Light damage is gradual, and irreversible. Artwork or prints should never be exposed to direct sunlight from windows, especially early morning or evening when the sun is low in the sky and UV exposure is greatest.
Light enters rooms from windows and bounces from walls and ceilings. This indirect light is less damaging of course, but this exposure is often overlooked. We use a UV Protection glass which has a filter that absorbs 99% of the damaging ultraviolet energy. Vulnerable items include fabrics, cross stitch, needlepoint, silks, watercolours, papyrus, and sports shirts with signatures.
Method of Framing
The glass is sealed to the foamboard and window mounts, with a conservation white paper tape called Filmoplast P90. This sealed package prevents the intrusion of dust and small insects, and fits neatly into the frame rebate.
If necessary we sometimes use a small spacer placed under the rebate of the frame. This gives a small air space between the artwork and the glass allowing any condensation which may form on the inside of the glass, due to sudden temperature changes, to gradually dissipate without affecting the artwork. This method is very useful for embroideries. A double mount will of course do the same job as a spacer, and gives about a 3mm air space.
Finally, a solid 3mm medium density board, or an archival corri-cor board is used as a final backing and sealed with gum paper tape, so essentially the frame is double sealed.
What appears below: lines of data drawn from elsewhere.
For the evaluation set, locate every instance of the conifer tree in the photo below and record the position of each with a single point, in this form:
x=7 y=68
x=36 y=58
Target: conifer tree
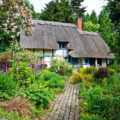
x=58 y=11
x=93 y=17
x=107 y=31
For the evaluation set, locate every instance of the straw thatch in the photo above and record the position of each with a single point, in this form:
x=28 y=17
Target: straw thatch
x=46 y=35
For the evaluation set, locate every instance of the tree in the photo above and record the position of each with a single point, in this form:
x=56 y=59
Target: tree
x=107 y=31
x=58 y=11
x=13 y=15
x=93 y=17
x=86 y=17
x=113 y=11
x=62 y=11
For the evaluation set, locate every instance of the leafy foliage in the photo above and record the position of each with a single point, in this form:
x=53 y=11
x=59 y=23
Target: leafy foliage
x=18 y=104
x=7 y=87
x=61 y=67
x=55 y=83
x=10 y=115
x=87 y=116
x=77 y=77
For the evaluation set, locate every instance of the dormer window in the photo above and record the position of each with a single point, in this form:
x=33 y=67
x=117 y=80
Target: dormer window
x=62 y=45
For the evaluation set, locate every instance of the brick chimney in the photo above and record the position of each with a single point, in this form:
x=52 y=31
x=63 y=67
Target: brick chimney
x=79 y=24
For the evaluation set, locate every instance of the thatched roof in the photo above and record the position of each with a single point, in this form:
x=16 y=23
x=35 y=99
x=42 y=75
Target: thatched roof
x=46 y=35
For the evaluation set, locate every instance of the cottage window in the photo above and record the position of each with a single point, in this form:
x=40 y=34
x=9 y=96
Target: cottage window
x=62 y=45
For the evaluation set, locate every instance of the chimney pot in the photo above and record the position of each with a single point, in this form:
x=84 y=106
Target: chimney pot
x=79 y=24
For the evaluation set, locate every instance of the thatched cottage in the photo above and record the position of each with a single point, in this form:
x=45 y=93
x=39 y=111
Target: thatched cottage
x=66 y=41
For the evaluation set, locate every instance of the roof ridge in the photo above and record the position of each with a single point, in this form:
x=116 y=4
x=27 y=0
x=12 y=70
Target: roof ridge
x=88 y=33
x=42 y=22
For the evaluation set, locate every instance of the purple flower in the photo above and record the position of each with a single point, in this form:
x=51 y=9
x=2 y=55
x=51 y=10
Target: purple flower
x=35 y=65
x=18 y=61
x=38 y=67
x=30 y=65
x=31 y=70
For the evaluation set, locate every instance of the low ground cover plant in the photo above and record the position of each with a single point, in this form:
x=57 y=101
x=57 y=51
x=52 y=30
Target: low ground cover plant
x=99 y=98
x=26 y=80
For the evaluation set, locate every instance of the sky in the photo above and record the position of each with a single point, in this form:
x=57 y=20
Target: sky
x=90 y=4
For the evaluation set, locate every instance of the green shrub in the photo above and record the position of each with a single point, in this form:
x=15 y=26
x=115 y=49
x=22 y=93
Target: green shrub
x=115 y=66
x=92 y=100
x=111 y=71
x=101 y=73
x=81 y=70
x=68 y=71
x=39 y=96
x=95 y=102
x=90 y=70
x=55 y=83
x=10 y=116
x=49 y=75
x=86 y=116
x=77 y=77
x=7 y=86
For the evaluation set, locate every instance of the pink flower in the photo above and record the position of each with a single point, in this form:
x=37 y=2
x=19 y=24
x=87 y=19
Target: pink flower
x=1 y=2
x=16 y=7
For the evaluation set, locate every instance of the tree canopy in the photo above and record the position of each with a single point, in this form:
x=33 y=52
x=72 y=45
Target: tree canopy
x=13 y=16
x=113 y=11
x=62 y=11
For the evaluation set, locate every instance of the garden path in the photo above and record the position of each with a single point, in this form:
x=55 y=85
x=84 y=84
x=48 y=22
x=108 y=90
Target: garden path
x=65 y=106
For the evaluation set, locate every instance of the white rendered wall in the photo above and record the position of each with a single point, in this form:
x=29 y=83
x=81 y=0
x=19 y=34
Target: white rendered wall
x=83 y=63
x=48 y=53
x=47 y=61
x=60 y=53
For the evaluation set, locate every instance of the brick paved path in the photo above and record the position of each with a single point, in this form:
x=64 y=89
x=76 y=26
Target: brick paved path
x=65 y=106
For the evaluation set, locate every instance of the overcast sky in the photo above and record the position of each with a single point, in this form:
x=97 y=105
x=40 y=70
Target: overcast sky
x=90 y=4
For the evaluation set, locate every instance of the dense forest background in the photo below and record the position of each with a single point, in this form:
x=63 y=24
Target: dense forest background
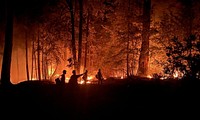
x=52 y=35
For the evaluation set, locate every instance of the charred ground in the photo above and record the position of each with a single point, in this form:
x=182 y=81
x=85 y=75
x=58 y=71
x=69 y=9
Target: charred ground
x=126 y=99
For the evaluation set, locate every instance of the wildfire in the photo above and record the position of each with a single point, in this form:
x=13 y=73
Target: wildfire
x=89 y=79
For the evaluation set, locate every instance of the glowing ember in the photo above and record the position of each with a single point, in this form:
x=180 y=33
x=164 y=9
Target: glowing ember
x=149 y=76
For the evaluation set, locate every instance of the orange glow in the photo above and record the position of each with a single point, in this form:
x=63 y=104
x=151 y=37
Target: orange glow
x=149 y=76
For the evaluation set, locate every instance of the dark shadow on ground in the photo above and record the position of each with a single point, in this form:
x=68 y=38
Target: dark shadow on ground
x=115 y=99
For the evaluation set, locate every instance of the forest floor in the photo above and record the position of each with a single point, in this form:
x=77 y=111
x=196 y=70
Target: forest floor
x=115 y=99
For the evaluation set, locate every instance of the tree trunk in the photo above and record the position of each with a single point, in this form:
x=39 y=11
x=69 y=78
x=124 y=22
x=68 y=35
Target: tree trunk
x=7 y=55
x=38 y=55
x=73 y=43
x=32 y=60
x=144 y=53
x=80 y=35
x=127 y=48
x=86 y=43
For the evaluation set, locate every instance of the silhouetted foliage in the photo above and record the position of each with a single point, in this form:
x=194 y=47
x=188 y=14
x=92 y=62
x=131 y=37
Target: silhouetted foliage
x=184 y=56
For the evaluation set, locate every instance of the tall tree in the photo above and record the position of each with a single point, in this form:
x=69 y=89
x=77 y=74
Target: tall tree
x=144 y=54
x=73 y=42
x=27 y=68
x=5 y=73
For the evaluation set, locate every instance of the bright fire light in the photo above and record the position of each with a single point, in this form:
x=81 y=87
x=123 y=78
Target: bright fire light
x=149 y=76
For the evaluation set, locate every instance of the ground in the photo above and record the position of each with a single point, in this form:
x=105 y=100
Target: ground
x=115 y=99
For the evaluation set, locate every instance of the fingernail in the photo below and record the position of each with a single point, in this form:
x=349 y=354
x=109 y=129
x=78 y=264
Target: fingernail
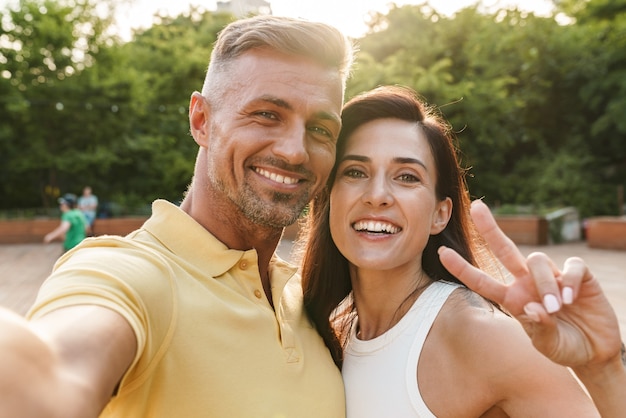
x=550 y=303
x=530 y=313
x=568 y=295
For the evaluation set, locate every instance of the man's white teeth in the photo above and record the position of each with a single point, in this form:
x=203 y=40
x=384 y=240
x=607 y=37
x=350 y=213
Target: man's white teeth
x=276 y=177
x=372 y=226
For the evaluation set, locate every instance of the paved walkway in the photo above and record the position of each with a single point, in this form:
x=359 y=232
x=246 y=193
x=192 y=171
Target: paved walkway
x=23 y=268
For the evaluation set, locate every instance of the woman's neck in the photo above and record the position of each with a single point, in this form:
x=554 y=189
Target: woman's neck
x=382 y=299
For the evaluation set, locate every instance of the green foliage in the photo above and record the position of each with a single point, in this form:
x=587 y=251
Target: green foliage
x=537 y=106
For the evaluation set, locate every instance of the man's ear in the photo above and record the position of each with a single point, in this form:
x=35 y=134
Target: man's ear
x=441 y=217
x=199 y=115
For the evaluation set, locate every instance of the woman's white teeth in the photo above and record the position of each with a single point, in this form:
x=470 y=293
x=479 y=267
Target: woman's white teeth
x=373 y=226
x=276 y=177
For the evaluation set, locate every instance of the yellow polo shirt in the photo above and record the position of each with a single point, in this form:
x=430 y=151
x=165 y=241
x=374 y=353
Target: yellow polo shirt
x=209 y=343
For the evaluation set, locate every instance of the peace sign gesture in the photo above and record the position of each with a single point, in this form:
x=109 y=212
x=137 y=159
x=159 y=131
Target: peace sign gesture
x=565 y=312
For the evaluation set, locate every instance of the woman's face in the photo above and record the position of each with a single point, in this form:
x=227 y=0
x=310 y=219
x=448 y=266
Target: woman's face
x=383 y=206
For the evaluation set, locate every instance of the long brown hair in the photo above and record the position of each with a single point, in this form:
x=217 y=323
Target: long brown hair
x=325 y=271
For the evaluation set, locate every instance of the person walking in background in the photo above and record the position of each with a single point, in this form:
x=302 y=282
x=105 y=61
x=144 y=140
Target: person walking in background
x=73 y=224
x=88 y=204
x=194 y=314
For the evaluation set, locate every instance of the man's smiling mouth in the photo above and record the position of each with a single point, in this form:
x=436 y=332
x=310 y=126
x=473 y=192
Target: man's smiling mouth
x=276 y=177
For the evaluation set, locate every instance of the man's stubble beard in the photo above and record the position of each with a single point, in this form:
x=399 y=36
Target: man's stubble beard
x=280 y=211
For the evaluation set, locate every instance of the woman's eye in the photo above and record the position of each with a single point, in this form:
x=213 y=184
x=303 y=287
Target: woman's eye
x=408 y=178
x=354 y=173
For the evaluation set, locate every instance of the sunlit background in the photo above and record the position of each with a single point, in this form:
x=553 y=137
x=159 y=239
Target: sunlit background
x=348 y=15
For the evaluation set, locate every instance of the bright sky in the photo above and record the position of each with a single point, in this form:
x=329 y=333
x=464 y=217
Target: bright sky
x=347 y=15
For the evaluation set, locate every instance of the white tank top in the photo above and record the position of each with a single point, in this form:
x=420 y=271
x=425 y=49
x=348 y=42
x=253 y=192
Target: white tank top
x=380 y=375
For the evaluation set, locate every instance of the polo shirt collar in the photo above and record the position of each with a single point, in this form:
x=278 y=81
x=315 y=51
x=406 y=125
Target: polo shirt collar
x=185 y=237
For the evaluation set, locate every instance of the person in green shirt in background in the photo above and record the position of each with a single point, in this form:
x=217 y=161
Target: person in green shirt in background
x=73 y=224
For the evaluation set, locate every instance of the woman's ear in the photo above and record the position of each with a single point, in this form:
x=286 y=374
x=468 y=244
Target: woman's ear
x=199 y=115
x=442 y=215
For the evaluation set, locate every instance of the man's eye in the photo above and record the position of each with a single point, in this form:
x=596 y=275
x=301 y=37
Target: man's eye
x=323 y=132
x=267 y=115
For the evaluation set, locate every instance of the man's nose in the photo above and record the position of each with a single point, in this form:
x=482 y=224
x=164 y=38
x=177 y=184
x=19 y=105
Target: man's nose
x=291 y=145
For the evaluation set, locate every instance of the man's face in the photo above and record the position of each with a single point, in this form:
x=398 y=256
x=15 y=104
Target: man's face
x=272 y=135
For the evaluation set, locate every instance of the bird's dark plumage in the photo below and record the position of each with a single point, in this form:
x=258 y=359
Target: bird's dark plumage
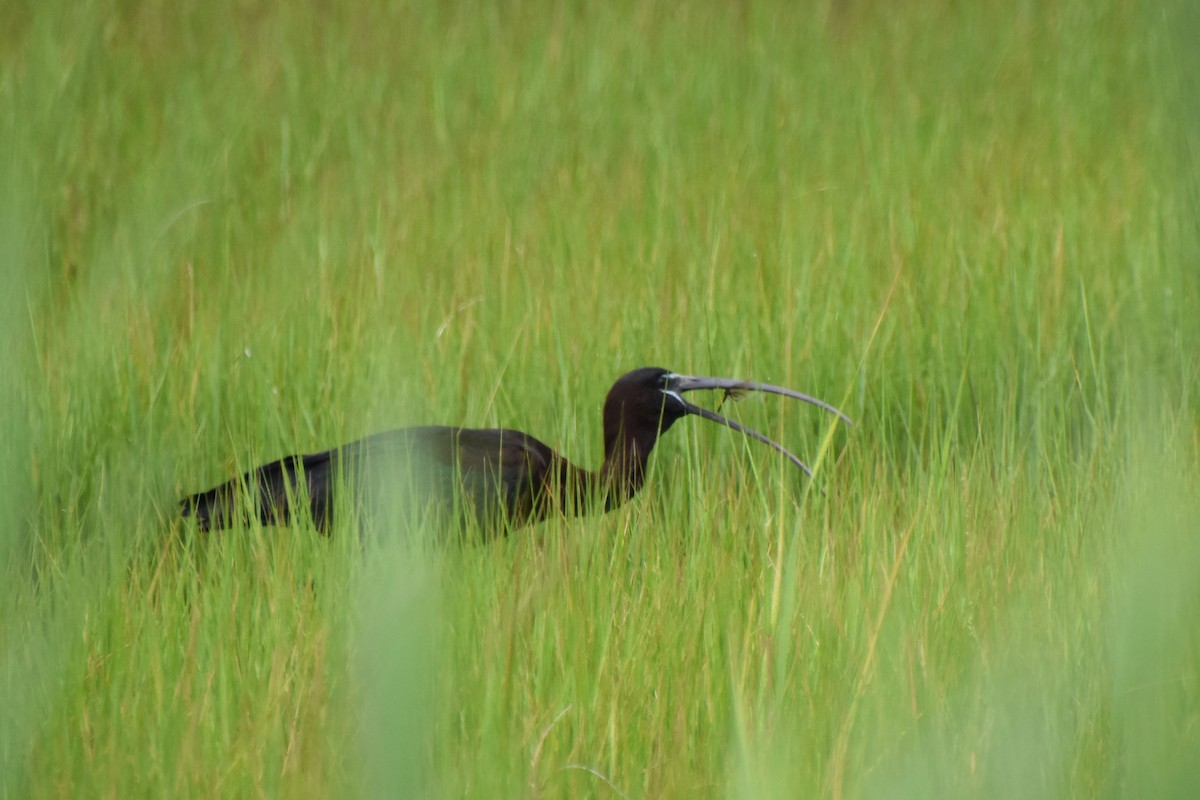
x=498 y=476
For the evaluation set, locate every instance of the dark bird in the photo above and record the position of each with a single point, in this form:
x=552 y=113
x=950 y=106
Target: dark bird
x=495 y=475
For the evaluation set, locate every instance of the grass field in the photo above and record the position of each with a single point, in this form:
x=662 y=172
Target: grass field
x=235 y=229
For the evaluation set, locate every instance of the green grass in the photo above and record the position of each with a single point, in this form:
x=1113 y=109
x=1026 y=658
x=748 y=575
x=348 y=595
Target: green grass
x=232 y=230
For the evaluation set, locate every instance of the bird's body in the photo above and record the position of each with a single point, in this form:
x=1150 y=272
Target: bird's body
x=498 y=476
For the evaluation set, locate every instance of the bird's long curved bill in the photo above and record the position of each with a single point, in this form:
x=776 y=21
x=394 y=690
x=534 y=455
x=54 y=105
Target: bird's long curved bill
x=750 y=432
x=691 y=383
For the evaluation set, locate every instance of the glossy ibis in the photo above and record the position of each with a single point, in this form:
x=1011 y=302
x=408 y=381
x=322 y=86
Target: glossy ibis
x=496 y=475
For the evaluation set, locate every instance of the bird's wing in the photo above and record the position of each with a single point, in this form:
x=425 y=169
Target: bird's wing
x=498 y=471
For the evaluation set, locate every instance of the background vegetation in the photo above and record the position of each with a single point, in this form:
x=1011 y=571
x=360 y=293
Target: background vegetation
x=234 y=229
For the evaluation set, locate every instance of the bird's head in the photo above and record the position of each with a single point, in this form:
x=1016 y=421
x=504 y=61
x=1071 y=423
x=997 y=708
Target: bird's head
x=646 y=402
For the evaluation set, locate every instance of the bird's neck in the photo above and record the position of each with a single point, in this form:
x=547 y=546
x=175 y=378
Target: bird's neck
x=627 y=452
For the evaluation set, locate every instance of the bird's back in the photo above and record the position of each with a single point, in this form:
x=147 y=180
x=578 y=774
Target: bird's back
x=493 y=476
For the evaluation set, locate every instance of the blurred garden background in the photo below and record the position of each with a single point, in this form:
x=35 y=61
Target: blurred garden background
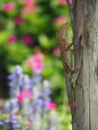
x=32 y=85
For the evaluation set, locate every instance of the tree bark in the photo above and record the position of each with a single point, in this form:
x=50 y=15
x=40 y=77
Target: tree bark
x=85 y=29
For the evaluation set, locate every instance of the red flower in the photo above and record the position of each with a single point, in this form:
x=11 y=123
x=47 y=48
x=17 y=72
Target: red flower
x=9 y=7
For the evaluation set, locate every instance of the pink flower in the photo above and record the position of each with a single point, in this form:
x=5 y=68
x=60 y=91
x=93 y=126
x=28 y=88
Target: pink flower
x=36 y=62
x=64 y=2
x=60 y=20
x=18 y=20
x=12 y=39
x=51 y=106
x=28 y=2
x=28 y=9
x=56 y=51
x=28 y=39
x=9 y=7
x=25 y=94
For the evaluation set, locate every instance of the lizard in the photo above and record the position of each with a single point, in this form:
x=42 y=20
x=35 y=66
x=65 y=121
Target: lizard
x=65 y=45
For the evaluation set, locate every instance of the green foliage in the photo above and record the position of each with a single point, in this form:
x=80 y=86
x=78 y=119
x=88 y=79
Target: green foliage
x=42 y=26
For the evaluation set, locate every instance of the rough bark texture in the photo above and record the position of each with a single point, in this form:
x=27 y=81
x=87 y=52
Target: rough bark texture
x=86 y=58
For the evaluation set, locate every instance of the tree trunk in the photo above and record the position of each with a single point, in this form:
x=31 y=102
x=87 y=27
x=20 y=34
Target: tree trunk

Felt pads are placed on the bottom corners of the frame to allow an air space between the picture back and the wall, which promotes air circulation.
Mounting Prints and Artwork
Our Conservation method of attaching prints and artwork on paper is to use gummed Mulberry paper T-hinges on a conservation mountboard or foamboard. Only about 5mm of the hinge is actually fixed to the artwork. This enables the hinge to break at the crosspiece of the hinge if the frame receives a violent shock, without tearing the artwork. Two hinges are required for most items, placed about 3cm from the top corners.
Paper should be able to expand and contract with the change of humidity therefore the paper should never be taped all around the edges as this restricts movement causing cockling, the wavy undulation of the paper which is difficult to rectify.